FPGAでCPUを作ろう | CPUの創りかた | |
動作環境 | FPGA | TTL |
動作記述言語 | NSL | 無し |
著者のフィールド | ソフト寄り | ハード寄り |
CPU | 8bit | 4bit |
サンプルプログラム | 乗算 | ラーメンタイマー |
女の子 | 無し | 有り |
大きく分けると電子工作でCPUを動かすのがCPUの創りかた、工作は最小限にし既存のFPGAボードで動かすのがFPGAでCPUを作ろうになります。また、CPUの創りかたが4bit CPUに限定することで、非常にコンパクトにCPUの動きを説明しているのに対し、FPGAでCPUを作ろうは最初から8bitで将来の拡張がトピックとして上がっています。
この本の良いところ
FPGAの内部構造やFPGA用CADの詳細に踏み込まず、とにかく動くようにしていくという姿勢は良かったです。
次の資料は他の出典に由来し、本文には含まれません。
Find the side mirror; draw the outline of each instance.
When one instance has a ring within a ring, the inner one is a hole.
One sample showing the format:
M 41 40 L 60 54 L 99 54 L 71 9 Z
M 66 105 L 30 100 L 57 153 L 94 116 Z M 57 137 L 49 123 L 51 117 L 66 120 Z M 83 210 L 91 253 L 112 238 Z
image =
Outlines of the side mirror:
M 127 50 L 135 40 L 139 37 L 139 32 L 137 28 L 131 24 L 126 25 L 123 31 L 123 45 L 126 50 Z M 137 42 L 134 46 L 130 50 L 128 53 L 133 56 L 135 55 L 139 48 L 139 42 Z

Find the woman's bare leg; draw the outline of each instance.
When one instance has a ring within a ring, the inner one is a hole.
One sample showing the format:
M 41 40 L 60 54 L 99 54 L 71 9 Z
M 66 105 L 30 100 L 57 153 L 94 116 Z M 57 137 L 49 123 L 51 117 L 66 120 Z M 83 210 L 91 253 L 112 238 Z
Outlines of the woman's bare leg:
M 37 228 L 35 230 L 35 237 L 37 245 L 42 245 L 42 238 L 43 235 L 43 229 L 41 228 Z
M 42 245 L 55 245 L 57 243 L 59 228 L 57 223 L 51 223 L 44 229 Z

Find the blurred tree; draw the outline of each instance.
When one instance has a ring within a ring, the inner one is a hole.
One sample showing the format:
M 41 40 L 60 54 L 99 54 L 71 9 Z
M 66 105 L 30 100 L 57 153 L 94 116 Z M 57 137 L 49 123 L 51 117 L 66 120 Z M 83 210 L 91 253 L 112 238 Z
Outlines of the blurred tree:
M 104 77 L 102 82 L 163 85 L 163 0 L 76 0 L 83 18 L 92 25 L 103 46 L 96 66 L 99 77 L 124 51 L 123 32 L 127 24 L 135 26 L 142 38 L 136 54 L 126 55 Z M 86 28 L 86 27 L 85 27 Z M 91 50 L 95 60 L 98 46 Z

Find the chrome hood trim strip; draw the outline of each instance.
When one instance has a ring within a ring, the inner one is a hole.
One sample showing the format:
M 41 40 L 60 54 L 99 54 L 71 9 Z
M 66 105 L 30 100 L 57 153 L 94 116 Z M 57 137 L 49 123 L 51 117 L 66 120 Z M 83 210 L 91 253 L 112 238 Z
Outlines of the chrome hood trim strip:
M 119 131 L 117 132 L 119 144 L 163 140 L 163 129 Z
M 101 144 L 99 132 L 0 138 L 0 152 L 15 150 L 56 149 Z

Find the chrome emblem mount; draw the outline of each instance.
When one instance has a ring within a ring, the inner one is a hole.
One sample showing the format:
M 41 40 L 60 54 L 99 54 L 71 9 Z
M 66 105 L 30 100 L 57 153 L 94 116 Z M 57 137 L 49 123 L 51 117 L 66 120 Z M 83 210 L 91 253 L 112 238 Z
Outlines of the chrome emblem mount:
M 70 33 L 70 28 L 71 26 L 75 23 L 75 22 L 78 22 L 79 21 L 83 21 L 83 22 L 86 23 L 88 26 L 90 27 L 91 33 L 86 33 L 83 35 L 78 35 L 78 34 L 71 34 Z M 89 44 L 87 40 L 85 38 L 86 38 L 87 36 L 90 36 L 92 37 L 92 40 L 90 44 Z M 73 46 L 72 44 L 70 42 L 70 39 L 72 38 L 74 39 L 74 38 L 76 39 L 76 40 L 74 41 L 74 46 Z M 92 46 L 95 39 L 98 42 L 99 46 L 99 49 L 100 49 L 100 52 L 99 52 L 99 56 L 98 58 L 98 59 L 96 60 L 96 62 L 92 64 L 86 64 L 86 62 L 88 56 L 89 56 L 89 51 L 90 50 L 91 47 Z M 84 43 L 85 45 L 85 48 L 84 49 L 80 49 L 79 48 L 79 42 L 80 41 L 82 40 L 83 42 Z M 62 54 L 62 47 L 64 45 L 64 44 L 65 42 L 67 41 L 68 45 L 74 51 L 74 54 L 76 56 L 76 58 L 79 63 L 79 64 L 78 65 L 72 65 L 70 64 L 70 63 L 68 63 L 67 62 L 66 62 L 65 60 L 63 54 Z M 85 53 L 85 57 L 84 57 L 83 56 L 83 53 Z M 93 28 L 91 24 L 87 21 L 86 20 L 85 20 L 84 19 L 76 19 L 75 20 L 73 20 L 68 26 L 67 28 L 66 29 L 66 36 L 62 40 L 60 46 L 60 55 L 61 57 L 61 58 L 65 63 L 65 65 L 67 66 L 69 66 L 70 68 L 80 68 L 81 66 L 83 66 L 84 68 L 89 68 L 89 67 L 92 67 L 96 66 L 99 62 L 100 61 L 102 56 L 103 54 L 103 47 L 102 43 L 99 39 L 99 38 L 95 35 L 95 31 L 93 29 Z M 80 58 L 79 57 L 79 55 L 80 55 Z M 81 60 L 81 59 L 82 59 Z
ここに入り込むといくらページがあっても足りないので、ばっさり切るのはしょうがないです。また最後の参考文献が圧巻で、名著がずらりと並んでいます。この本一冊では、なかなか完成度を上げるところや実用的な回路、ライブラリの作り方まで踏み込めないので、参考文献が充実しているのは良いです。
達人出版会の本の買い方
最後に、達人出版会の本について少し書きます。今回β版から購入し、いくつかフィードバックを返しました。フィードバックはほぼ全て反映されていました。フィードバックには、ここ表現おかしくないですか?といった正誤の指摘の他に、なんでこの構成にしたのか?と言った質問も含まれていましたが、正式版には疑問だったところの説明が追加されていて、いろいろと面白く読めました。お忙しい所、ご対応ありがとうございました。
達人出版会の本はまずβ版が出ますが、正式版になってから買おうというのは明らかに間違いです。まずβ版を買って、「なんでこうしたかわかんない」「ここの説明詳しく」と、分かりにくいところのフィードバックを返し、自分にとって都合の良い正式版に向かわせましょう。貴方が分からない所は、他の人もわからない可能性が高いです。「β版を買って、もっと知りたいところをフィードバックする」これが達人出版会流の買い方です。βの間にどんどんリクエスト投げましょう。